A simple maths equation. The spelling of a polysyllabic word. A news story you heard yesterday and can’t recall. We instinctively reach for our phones and find the answer to our thoughts in seconds, without so much as a neuron disturbed in our brains.

Is this impulse to use our phones a symbol of intelligence, for knowing to utilise the tools we have acquired? Or, could it be making us lazy and reliant on technology to perform tasks that we no longer have the cognitive ability to do.

The association between substantial smartphone use and lowered intelligence has been studied in recent research by the University of Waterloo in Ontario. The study focused on 660 smartphone users and compared the way in which analytical thinkers and intuitive thinkers used their smartphones. Their findings showed that intuitive thinkers (those who rely on gut feeling and instinct to make decisions) more often than not use their phone’s search engines to find a solution rather than their own brainpower; whereas the analytical thinkers tended to give more thought to solving problems themselves.

It is difficult to decipher if this is a problem with mankind as a whole, or just a problem with those personalities categorised as intuitive. How many of us would say we are intuitive thinkers, and will this number keep rising as smartphones continue to dominate how we live?

Gordon Pennycock, co-lead of the study, said “this means that people may look up information that they already know or could learn, but are unwilling to make the effort to actually think about it.”

So, can we infer that smartphones are making intuitive thinkers lazy? Nathanial Barr, the second co-lead in the research described people using Smartphone’s as “an extended mind.”

Take a second to have a look around you. How many people have a smartphone as an extension of their arm, let alone their mind, right now? This is damaging our IQ, as well as our social skills. Since the mobile revolution, our attention span has dropped from 12 seconds to just 8 seconds – we now have a shorter attention span than a goldfish!

If you are a millennial reading this, you may be familiar with the term ‘technophobe’. You likely use it to describe your parents, grandparents, or anyone senior to you for their inability to work smartphones, or perceived fear of this technology. We may laugh at their unfounded fears and ignorance to handheld technology, but ask yourself this; can your brain calculate the same equation that they can, without reaching for the nearest iPhone calculator? Would you be able to sit and write a letter in perfect form without the need to consult your old friend auto-correct? Unfortunately, I think the answer would be a resounding negative.

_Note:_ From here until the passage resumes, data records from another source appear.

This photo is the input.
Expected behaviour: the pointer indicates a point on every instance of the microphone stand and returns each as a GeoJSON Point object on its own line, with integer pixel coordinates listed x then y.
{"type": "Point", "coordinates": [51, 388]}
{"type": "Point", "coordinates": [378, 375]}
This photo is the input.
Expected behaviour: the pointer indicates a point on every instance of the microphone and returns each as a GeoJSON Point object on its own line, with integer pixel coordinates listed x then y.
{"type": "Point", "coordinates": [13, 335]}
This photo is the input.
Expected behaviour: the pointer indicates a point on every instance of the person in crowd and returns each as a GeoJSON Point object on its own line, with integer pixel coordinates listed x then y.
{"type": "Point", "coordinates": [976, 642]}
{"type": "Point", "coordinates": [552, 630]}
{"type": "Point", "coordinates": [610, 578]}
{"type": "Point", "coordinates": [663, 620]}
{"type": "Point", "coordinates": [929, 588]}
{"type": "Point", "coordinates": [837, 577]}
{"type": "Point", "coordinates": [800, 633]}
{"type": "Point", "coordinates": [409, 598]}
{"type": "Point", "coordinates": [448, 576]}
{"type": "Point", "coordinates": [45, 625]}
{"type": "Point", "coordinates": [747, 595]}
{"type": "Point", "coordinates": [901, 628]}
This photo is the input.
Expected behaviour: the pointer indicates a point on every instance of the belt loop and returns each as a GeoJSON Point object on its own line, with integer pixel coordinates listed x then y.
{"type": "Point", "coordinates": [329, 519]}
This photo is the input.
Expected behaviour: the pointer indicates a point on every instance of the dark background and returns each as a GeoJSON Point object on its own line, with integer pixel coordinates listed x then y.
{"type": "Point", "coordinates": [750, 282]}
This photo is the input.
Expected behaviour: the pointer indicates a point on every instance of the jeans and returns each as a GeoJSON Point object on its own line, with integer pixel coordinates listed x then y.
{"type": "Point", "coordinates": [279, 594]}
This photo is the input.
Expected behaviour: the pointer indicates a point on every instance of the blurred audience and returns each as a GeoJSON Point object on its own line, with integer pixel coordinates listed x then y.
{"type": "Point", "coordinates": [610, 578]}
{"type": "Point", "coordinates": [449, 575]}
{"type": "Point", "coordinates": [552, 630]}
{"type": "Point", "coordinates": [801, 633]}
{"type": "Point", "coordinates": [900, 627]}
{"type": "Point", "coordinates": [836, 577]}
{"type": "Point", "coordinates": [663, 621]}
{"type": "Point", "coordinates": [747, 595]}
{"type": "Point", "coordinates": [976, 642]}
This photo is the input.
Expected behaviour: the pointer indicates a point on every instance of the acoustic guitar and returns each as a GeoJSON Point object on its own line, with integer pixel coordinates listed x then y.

Smartphones aren’t just creating lazy brains, they are creating tired brains. Our ability to sleep is directly affected through our usage of smartphones, which could lower our IQ by an average of 15 points. The less sleep we get, the more impact on our capacity to commit information to memory. This may be why we seem to find ourselves reverting back to Google for information we have previously processed, but have difficulty remembering.

On the other hand, it could be argued that smartphones give us access to a whole new realm of educational materials that we would never have been able to make use of before the mobile revolution. For the youth of today, e-learning comes naturally, with apps for revision, Google Translate aiding multilingualism, and even apps to help you pass your driving theory test. Interactive learning can be more productive than traditional textbook education. Mobile education allows students to personalise their learning and be more flexible with where and when they can learn.

Daisy Whitehead, a London office worker who is learning to drive, stated,

“From just a touch of a smartphone screen, I am able to practice the theory test whenever I have time, wherever I am,” she says. “I no longer need to carry heavy books and try to read on crowded tubes.”

It is worth considering that our minds have evolved so rapidly, and in fact become so unequivocally intelligent that we now don’t even need to think about how we source information, we just do it. Surely, this demonstrates intelligence, rather than stupidity.

Our inability to stop scrolling, glancing, and searching on our smartphones has become the norm – a worldwide habit that we are unlikely to break. It is just a question of whether we use our new-found handheld technology for educational advancement, or if we allow it to hinder our minds and incite laziness – the choice is in the hands of the iPhone user (unsurprisingly, along with the iPhone).